Пикантной деталью мне представлялось всегда то, что основная масса этой богемы, предающейся юному безудержному разгулу, состоит из людей, давно переваливших самое меньшее за пятьдесят. Поэт Лад был, впрочем, моим ровесником; но во всем остальном прекрасно подходил к среде «Ротонды» и других литературных кафе, самые названия которых мне неизвестны.
Впрочем, если было что замечательное в Арсении Ладе — в миру его звали, собственно, Афанасий Алексеевич Ладошкин, но он избрал себе более звучный литературный псевдоним, которым мы и будем пользоваться — то отнюдь не его бледные декадентские стихи, появлявшиеся время от времени в солида-ристском журнале, а его действительно феноменальное женолюбие.
— У меня сейчас пять любовниц, — поведал он мне однажды, — и мне ужасно сложно успевать их всех видеть, не говоря уже об иных затруднениях.
— Зачем же вам это нужно? — спросил я, пожав плечами.
Лад задумчиво поднял глаза к потолку.
— А я и сам не знаю! — сказал он искренне.
Предвижу, что многие из читателей увидят во всем этом только забавное, а то и завидное молодечество. Но проказы Лада носили, в моих глазах, явно предосудительный характер.
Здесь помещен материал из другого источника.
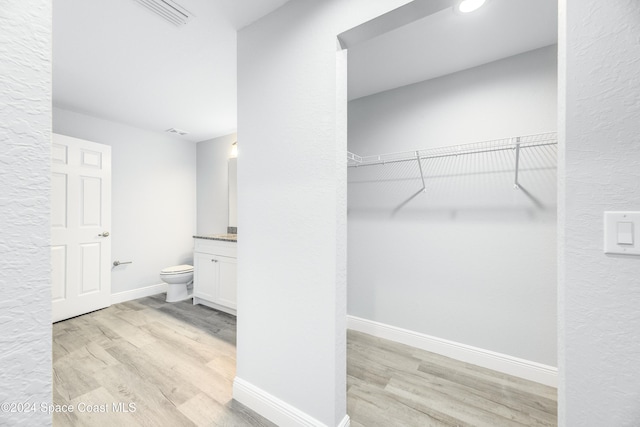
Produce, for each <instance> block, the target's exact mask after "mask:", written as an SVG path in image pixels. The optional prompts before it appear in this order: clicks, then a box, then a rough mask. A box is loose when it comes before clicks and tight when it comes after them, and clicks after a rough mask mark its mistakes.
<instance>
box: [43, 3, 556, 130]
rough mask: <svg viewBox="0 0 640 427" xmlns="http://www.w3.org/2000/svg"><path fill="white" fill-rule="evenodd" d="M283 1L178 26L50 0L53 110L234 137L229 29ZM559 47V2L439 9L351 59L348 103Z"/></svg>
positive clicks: (238, 6) (164, 20)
Не несли ли они повсюду по его следам боль и страдания? Там разошлись из-за него муж с женой; тут брошенная им девушка покончила с собой; дальше мать и дочь поссорились по его милости и наговорили друг другу жестоких слов, которых они уже не смогут забыть за всю остальную жизнь…
Нет, уж Бог с ними, с удовольствиями, которые покупаются такой ценой!